Despite covid, Reliance Jio’s revenue and Ebitda grew 29% and 43% in FY21, led by a strong 38 million subscriber addition and 6% improvement in average revenue per user. Jio has seen exponential data growth in the past year with the company turning free cash flow-positive, led by improving Ebitda and reducing capex intensity.
“Nevertheless, the returns on equity remain in single digits, underscoring weak monetization and the need for tariff hikes,” said Motilal Oswal.

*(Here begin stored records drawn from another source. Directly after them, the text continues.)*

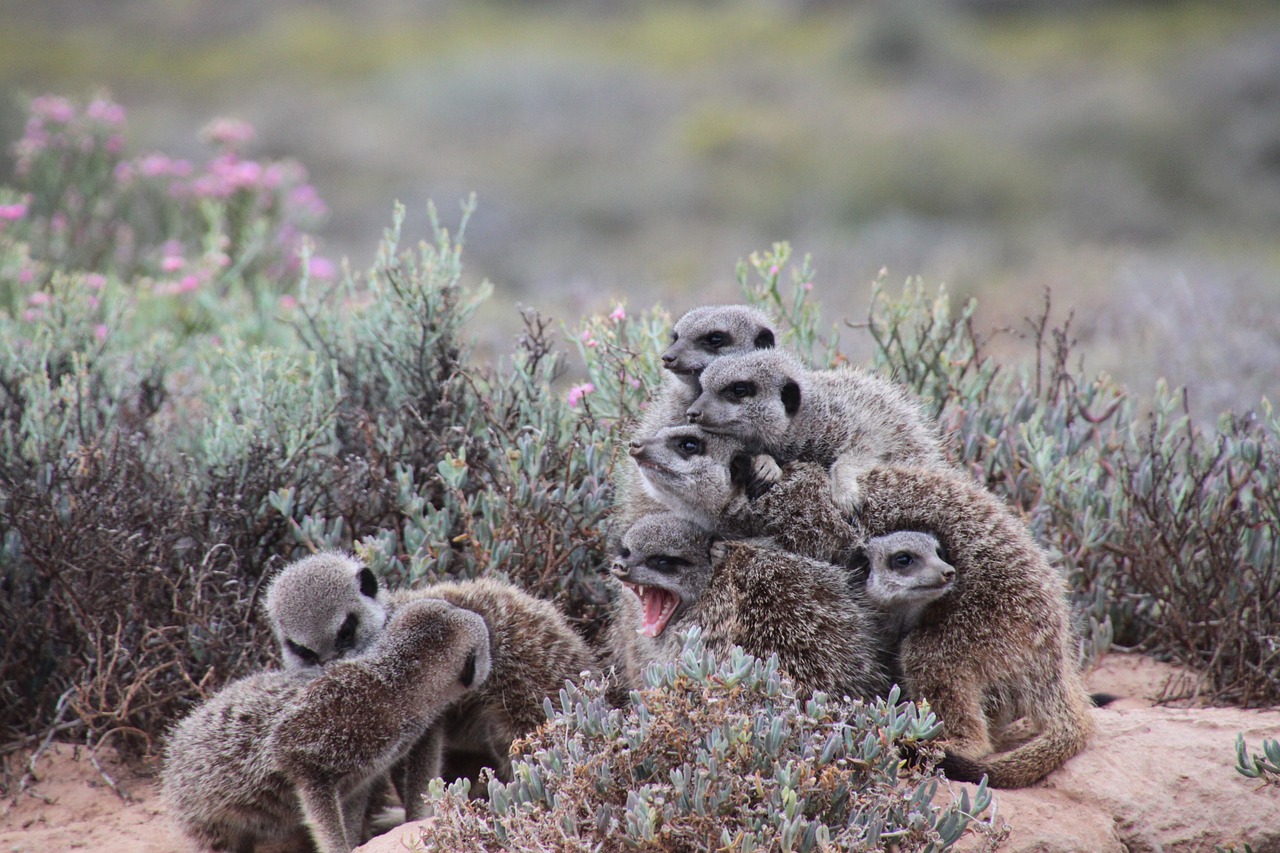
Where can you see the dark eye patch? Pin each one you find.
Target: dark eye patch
(688, 447)
(346, 639)
(717, 340)
(302, 653)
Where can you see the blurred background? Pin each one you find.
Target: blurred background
(1125, 156)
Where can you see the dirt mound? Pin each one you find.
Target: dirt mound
(1152, 779)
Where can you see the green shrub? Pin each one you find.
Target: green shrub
(161, 452)
(714, 755)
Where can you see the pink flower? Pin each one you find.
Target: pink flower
(577, 392)
(228, 132)
(321, 268)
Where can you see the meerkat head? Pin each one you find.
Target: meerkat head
(691, 471)
(753, 397)
(456, 639)
(712, 331)
(905, 571)
(325, 607)
(666, 561)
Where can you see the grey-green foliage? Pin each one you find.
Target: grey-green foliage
(1265, 766)
(716, 753)
(1165, 530)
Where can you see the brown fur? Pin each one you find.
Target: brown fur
(277, 749)
(702, 336)
(749, 594)
(845, 419)
(534, 652)
(1000, 644)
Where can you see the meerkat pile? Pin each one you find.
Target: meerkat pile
(772, 503)
(378, 687)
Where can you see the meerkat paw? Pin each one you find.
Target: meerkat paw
(764, 473)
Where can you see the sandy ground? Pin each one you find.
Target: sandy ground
(71, 806)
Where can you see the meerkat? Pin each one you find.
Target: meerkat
(534, 651)
(702, 336)
(324, 607)
(713, 482)
(746, 593)
(845, 418)
(1000, 644)
(283, 749)
(905, 571)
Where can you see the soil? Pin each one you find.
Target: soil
(68, 803)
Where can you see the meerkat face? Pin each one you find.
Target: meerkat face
(325, 607)
(666, 561)
(690, 470)
(753, 396)
(712, 331)
(905, 570)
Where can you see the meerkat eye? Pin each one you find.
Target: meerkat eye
(346, 639)
(689, 446)
(302, 653)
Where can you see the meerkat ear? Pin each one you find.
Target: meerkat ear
(368, 583)
(791, 397)
(740, 470)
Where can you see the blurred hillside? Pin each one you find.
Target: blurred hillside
(1125, 155)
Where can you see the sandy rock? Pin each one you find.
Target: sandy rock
(1152, 779)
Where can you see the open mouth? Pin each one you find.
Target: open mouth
(657, 605)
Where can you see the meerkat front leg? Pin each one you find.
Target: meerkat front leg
(323, 811)
(421, 766)
(845, 492)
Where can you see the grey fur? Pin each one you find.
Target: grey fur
(320, 609)
(997, 647)
(534, 652)
(702, 336)
(280, 749)
(750, 594)
(906, 571)
(845, 418)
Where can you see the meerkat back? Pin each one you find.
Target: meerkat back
(351, 725)
(218, 783)
(325, 607)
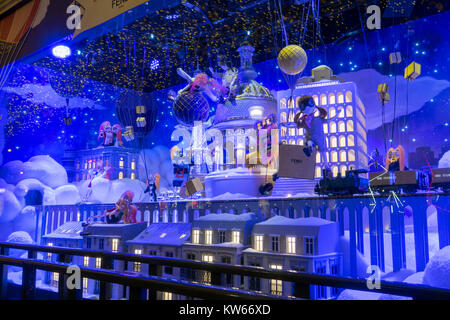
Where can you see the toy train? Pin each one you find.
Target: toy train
(409, 181)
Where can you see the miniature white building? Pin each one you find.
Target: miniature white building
(160, 239)
(67, 235)
(219, 238)
(108, 237)
(346, 133)
(303, 245)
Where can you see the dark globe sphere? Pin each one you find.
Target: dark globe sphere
(190, 107)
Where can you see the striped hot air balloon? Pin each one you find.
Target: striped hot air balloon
(14, 26)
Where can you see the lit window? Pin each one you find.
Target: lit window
(115, 245)
(351, 140)
(342, 141)
(350, 126)
(348, 96)
(332, 127)
(333, 156)
(331, 98)
(291, 244)
(351, 155)
(207, 258)
(316, 100)
(343, 170)
(335, 170)
(309, 245)
(85, 283)
(259, 242)
(236, 236)
(196, 236)
(167, 295)
(137, 265)
(349, 111)
(318, 172)
(208, 237)
(333, 142)
(55, 279)
(275, 243)
(332, 112)
(323, 99)
(276, 287)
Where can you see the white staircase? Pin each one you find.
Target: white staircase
(285, 187)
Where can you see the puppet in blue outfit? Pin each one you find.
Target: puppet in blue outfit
(313, 126)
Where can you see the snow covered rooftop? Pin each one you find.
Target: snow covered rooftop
(171, 234)
(69, 230)
(284, 221)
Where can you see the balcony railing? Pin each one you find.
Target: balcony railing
(139, 284)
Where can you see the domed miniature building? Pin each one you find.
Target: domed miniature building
(253, 101)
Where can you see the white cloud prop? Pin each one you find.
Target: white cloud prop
(42, 168)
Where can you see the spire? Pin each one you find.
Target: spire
(246, 71)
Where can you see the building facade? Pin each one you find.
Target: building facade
(345, 132)
(219, 238)
(165, 240)
(80, 164)
(303, 245)
(113, 238)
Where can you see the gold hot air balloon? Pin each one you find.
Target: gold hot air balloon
(292, 60)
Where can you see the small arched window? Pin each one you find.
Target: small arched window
(342, 156)
(333, 142)
(331, 98)
(341, 141)
(348, 96)
(350, 126)
(351, 140)
(332, 127)
(349, 111)
(351, 155)
(333, 156)
(323, 99)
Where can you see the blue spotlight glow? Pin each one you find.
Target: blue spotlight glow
(61, 51)
(154, 65)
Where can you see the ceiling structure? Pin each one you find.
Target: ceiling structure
(145, 53)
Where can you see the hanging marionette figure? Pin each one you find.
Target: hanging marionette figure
(106, 134)
(228, 78)
(313, 126)
(200, 83)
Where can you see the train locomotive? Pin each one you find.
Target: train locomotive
(409, 181)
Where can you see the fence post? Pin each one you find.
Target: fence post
(29, 279)
(106, 287)
(64, 293)
(3, 274)
(154, 270)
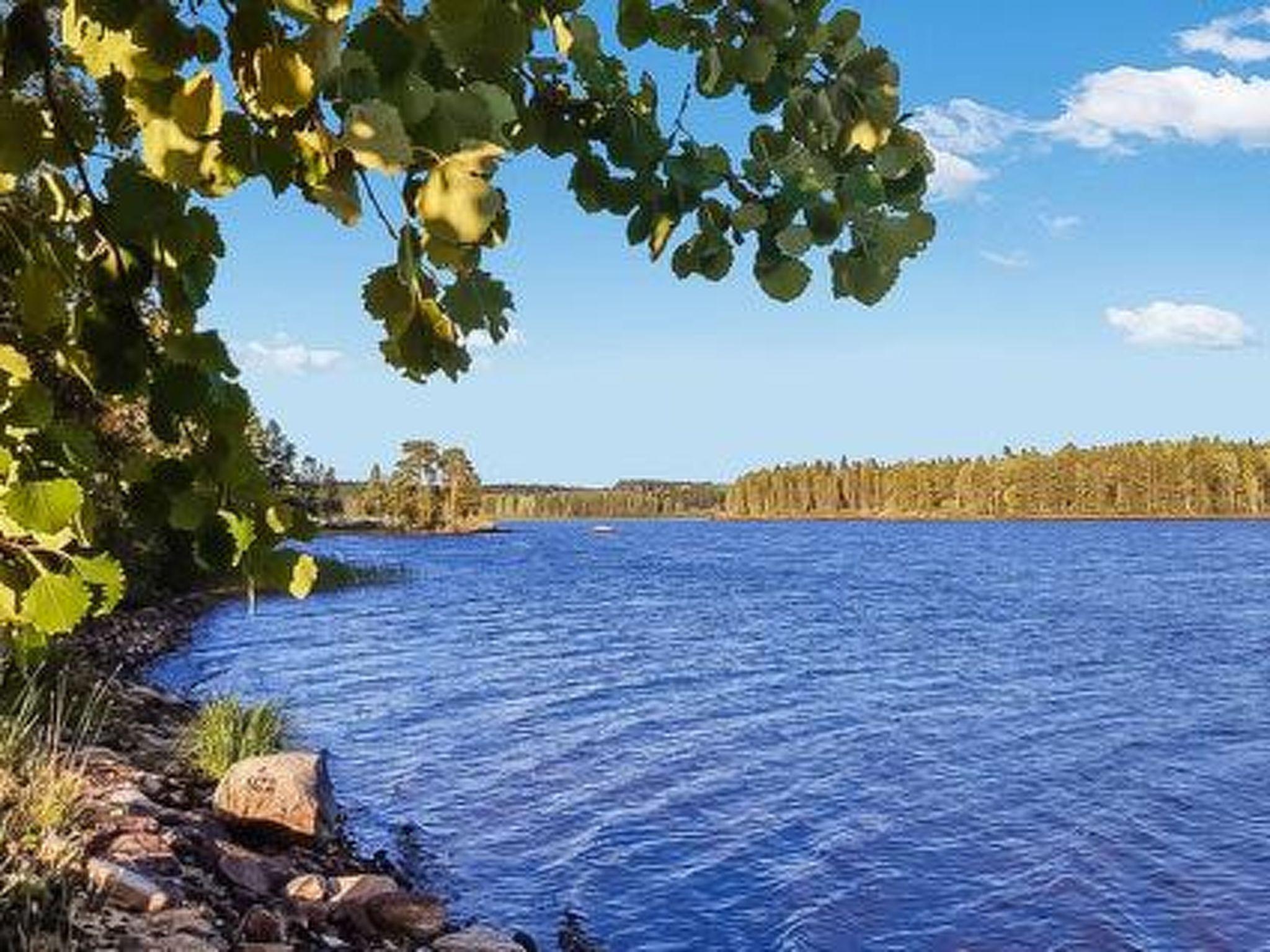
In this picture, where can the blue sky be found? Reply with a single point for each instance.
(1100, 275)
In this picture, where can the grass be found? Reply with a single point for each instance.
(42, 730)
(226, 731)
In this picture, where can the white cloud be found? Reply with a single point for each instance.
(1061, 225)
(1011, 260)
(1180, 103)
(967, 127)
(1228, 37)
(954, 177)
(281, 355)
(1170, 324)
(957, 131)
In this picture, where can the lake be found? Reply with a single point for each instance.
(798, 735)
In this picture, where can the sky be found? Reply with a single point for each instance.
(1101, 273)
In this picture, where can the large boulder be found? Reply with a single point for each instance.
(407, 914)
(286, 794)
(126, 888)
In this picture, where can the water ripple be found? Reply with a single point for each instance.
(801, 736)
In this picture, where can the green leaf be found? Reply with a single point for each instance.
(38, 293)
(484, 37)
(783, 278)
(45, 507)
(864, 278)
(242, 530)
(636, 23)
(376, 138)
(55, 604)
(106, 574)
(14, 364)
(796, 240)
(756, 60)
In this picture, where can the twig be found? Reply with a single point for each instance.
(375, 203)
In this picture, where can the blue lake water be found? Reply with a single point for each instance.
(799, 735)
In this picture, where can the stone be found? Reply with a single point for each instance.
(244, 868)
(407, 914)
(145, 851)
(259, 924)
(287, 794)
(361, 888)
(477, 938)
(309, 888)
(126, 888)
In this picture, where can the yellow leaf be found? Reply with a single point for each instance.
(197, 107)
(14, 363)
(104, 51)
(375, 135)
(563, 35)
(458, 202)
(169, 152)
(662, 229)
(868, 138)
(280, 82)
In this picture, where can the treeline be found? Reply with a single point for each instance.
(1196, 478)
(628, 499)
(431, 489)
(299, 480)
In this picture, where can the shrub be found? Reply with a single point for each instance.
(226, 731)
(42, 730)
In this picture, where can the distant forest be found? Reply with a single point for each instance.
(629, 499)
(1196, 478)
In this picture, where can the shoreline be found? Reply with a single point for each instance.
(149, 814)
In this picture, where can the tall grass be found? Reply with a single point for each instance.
(43, 726)
(226, 730)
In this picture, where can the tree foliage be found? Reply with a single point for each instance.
(1197, 478)
(432, 489)
(122, 121)
(628, 499)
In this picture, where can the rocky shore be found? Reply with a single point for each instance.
(257, 862)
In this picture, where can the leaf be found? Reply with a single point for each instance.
(636, 23)
(55, 604)
(23, 126)
(43, 507)
(104, 573)
(38, 293)
(750, 216)
(242, 530)
(458, 202)
(664, 225)
(756, 60)
(197, 107)
(858, 276)
(280, 83)
(338, 193)
(783, 278)
(8, 606)
(562, 35)
(796, 240)
(304, 574)
(376, 138)
(484, 37)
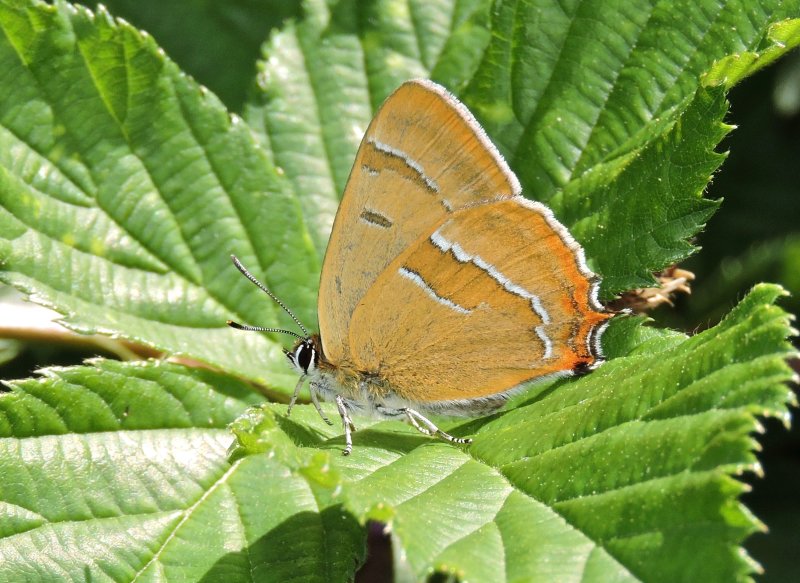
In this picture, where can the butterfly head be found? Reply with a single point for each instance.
(304, 355)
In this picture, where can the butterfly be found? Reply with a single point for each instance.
(443, 289)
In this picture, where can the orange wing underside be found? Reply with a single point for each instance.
(438, 277)
(490, 299)
(422, 158)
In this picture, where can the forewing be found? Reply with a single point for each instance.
(422, 158)
(496, 295)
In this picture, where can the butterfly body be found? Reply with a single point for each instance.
(443, 290)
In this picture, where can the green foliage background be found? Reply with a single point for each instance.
(219, 44)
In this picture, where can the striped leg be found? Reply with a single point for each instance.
(312, 388)
(423, 424)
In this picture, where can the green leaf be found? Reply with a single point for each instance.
(624, 474)
(782, 37)
(121, 470)
(215, 42)
(124, 188)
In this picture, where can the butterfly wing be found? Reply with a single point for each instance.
(497, 295)
(422, 159)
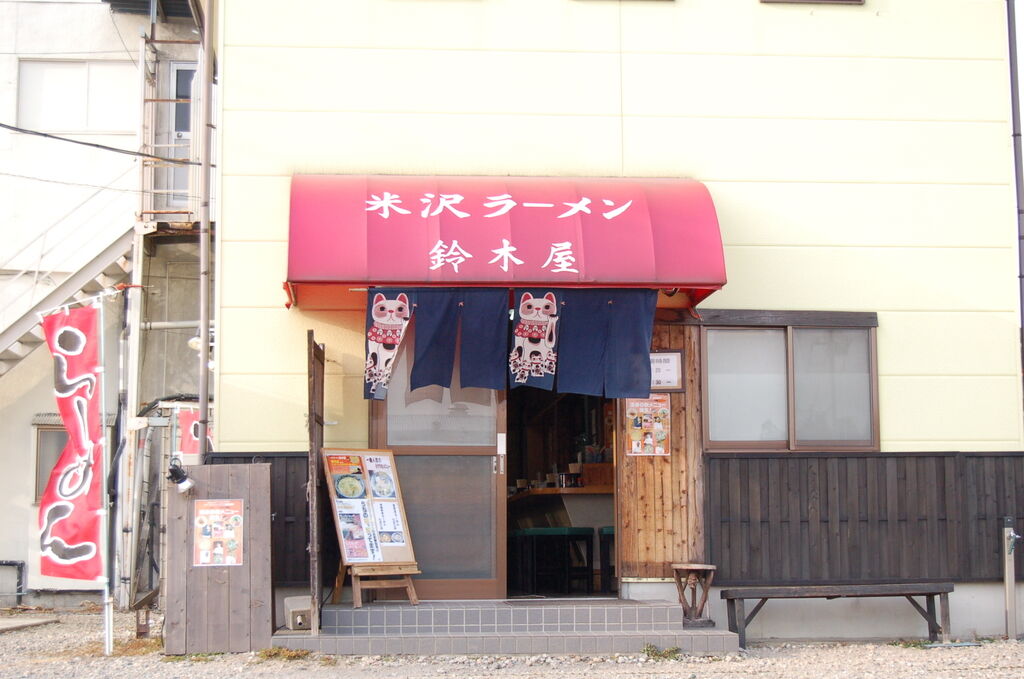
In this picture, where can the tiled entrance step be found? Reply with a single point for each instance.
(706, 642)
(545, 626)
(503, 617)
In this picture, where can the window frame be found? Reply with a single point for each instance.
(792, 444)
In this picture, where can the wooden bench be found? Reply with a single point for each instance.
(738, 620)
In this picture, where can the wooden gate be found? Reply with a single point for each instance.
(289, 511)
(215, 608)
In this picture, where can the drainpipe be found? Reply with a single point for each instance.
(19, 566)
(206, 123)
(1015, 110)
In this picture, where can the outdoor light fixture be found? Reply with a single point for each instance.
(179, 476)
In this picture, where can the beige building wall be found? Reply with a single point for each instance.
(859, 158)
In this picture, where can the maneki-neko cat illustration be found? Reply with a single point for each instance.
(390, 317)
(535, 336)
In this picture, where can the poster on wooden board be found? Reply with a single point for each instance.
(219, 533)
(648, 425)
(368, 509)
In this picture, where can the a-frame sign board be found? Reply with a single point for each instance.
(370, 519)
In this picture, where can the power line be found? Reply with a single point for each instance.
(76, 183)
(101, 146)
(121, 37)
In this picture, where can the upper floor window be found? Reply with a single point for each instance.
(78, 96)
(791, 387)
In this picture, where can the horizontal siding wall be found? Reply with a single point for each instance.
(858, 156)
(816, 518)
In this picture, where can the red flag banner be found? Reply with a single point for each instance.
(188, 432)
(70, 508)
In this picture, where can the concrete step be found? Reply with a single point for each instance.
(525, 616)
(704, 642)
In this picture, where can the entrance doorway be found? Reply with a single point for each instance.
(561, 495)
(478, 467)
(449, 448)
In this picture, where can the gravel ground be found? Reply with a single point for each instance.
(72, 648)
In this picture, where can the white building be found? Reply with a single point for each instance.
(73, 218)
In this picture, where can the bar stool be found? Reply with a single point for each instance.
(606, 543)
(549, 551)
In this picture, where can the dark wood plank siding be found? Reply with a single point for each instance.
(833, 517)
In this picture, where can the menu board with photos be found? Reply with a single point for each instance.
(367, 505)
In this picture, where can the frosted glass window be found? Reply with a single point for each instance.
(435, 416)
(78, 96)
(450, 503)
(52, 95)
(49, 446)
(747, 391)
(833, 384)
(114, 96)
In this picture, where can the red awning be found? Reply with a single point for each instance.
(501, 231)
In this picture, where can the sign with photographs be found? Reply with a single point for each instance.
(648, 425)
(368, 508)
(219, 533)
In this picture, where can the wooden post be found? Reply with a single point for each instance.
(1009, 575)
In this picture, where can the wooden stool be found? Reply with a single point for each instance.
(377, 577)
(690, 577)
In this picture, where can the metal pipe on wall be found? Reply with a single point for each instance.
(206, 124)
(1015, 117)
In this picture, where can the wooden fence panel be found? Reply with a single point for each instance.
(219, 608)
(289, 511)
(833, 517)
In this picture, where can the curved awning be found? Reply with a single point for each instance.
(500, 231)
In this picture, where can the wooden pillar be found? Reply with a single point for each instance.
(660, 499)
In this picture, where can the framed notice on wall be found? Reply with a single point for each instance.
(667, 371)
(648, 425)
(219, 532)
(367, 505)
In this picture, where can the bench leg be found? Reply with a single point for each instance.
(356, 592)
(944, 604)
(932, 624)
(737, 620)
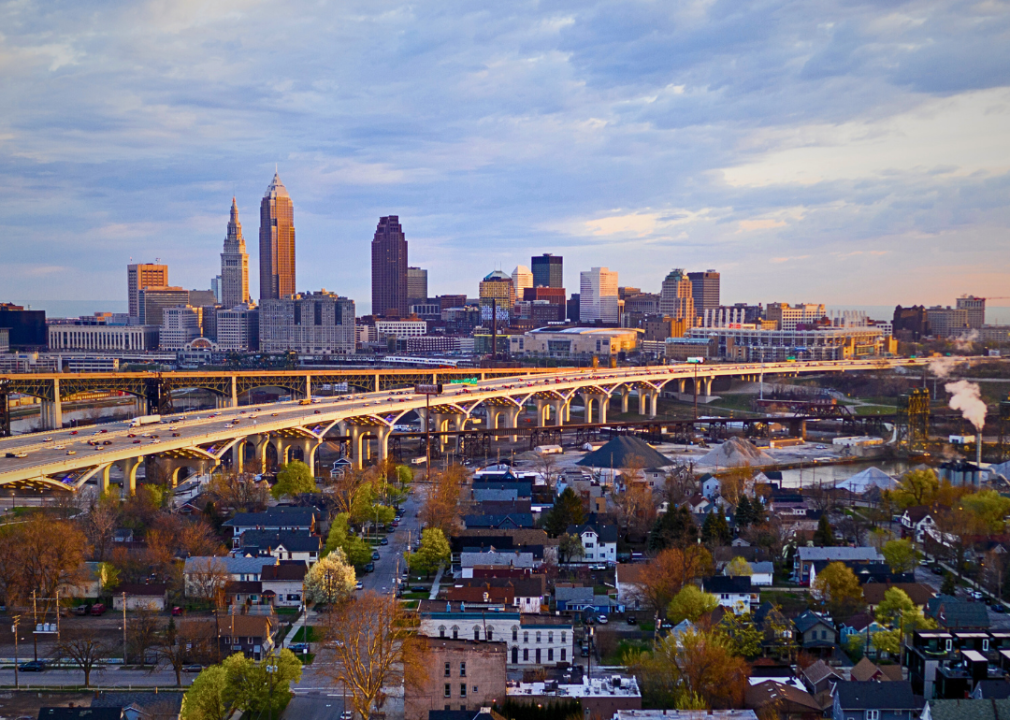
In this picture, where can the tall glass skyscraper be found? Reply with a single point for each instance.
(277, 242)
(234, 279)
(389, 269)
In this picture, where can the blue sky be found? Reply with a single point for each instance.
(847, 152)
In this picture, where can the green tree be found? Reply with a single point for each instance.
(567, 511)
(823, 535)
(838, 587)
(293, 479)
(434, 550)
(690, 604)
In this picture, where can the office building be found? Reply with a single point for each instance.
(238, 328)
(705, 290)
(677, 298)
(317, 323)
(180, 325)
(234, 278)
(417, 286)
(522, 279)
(598, 301)
(105, 338)
(547, 271)
(389, 269)
(976, 309)
(140, 276)
(155, 299)
(277, 242)
(787, 317)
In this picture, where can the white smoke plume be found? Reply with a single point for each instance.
(968, 399)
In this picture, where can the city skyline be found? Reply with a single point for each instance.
(846, 163)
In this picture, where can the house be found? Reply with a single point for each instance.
(815, 633)
(955, 614)
(284, 583)
(599, 541)
(531, 639)
(284, 545)
(251, 635)
(806, 556)
(733, 593)
(277, 519)
(463, 675)
(875, 701)
(785, 701)
(139, 597)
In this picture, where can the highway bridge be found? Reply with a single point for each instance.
(67, 458)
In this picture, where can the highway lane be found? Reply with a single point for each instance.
(46, 452)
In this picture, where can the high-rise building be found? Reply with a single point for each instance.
(234, 280)
(976, 308)
(389, 269)
(317, 323)
(417, 286)
(547, 271)
(705, 291)
(277, 242)
(154, 300)
(140, 276)
(677, 297)
(521, 279)
(598, 300)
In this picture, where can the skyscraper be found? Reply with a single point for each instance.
(389, 269)
(277, 242)
(598, 301)
(140, 276)
(547, 271)
(234, 282)
(705, 291)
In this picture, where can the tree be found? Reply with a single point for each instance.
(567, 511)
(330, 580)
(840, 591)
(696, 669)
(738, 568)
(570, 547)
(690, 604)
(823, 535)
(433, 551)
(900, 555)
(670, 571)
(85, 647)
(262, 688)
(294, 479)
(369, 638)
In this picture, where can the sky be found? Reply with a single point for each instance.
(845, 152)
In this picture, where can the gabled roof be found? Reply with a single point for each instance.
(856, 695)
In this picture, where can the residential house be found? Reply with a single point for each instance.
(733, 593)
(599, 541)
(463, 675)
(816, 633)
(139, 597)
(284, 545)
(284, 583)
(875, 701)
(531, 639)
(806, 556)
(277, 519)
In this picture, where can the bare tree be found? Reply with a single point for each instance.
(85, 647)
(370, 641)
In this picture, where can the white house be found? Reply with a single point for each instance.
(599, 542)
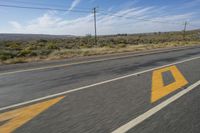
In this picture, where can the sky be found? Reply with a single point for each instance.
(113, 16)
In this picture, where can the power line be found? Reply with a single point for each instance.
(44, 8)
(136, 18)
(40, 4)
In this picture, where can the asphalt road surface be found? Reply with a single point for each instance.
(150, 93)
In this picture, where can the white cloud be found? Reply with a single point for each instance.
(51, 23)
(74, 4)
(15, 25)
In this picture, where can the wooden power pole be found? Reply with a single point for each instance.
(95, 26)
(184, 31)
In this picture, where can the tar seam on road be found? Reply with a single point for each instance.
(84, 62)
(92, 85)
(131, 124)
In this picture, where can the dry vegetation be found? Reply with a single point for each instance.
(43, 49)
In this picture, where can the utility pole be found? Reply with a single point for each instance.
(95, 26)
(184, 31)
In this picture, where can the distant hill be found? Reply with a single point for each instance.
(27, 37)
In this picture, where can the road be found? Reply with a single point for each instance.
(150, 93)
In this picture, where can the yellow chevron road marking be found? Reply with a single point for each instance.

RIL’s retail business operated through Reliance Retail Ventures Ltd (RRVL) saw its Ebitda grow by 12% during the year, while the core Ebitda is estimated to have seen a 21% decline because of the covid impact.
Reliance Retail, which launched its online operations through JioMart last May, also added 1,456 new stores during the year, taking the total store count to 11,784. In 2011, RIL had 1,000 stores.
RRVL’s standalone debt increased to ₹14,700 crore against ₹4,700 crore in FY20 and free cash flow turned negative, but analysts expect a rebound as India comes out of the lockdowns.
The retail business is set to gain from its growth in new store openings, digital commerce and the new JioMart platform.
In RIL’s refining and petrochemicals business, though the impact of covid led to a demand destruction of 9.5 million barrels of oil per day in 2020 leading to weaker margins in refined products, global petrochemicals demand rose, leading to margin expansion.
As the vaccination drive gains momentum in India and across the world, analysts expect a revival in demand for transportation fuels, thus boosting gross refining margins.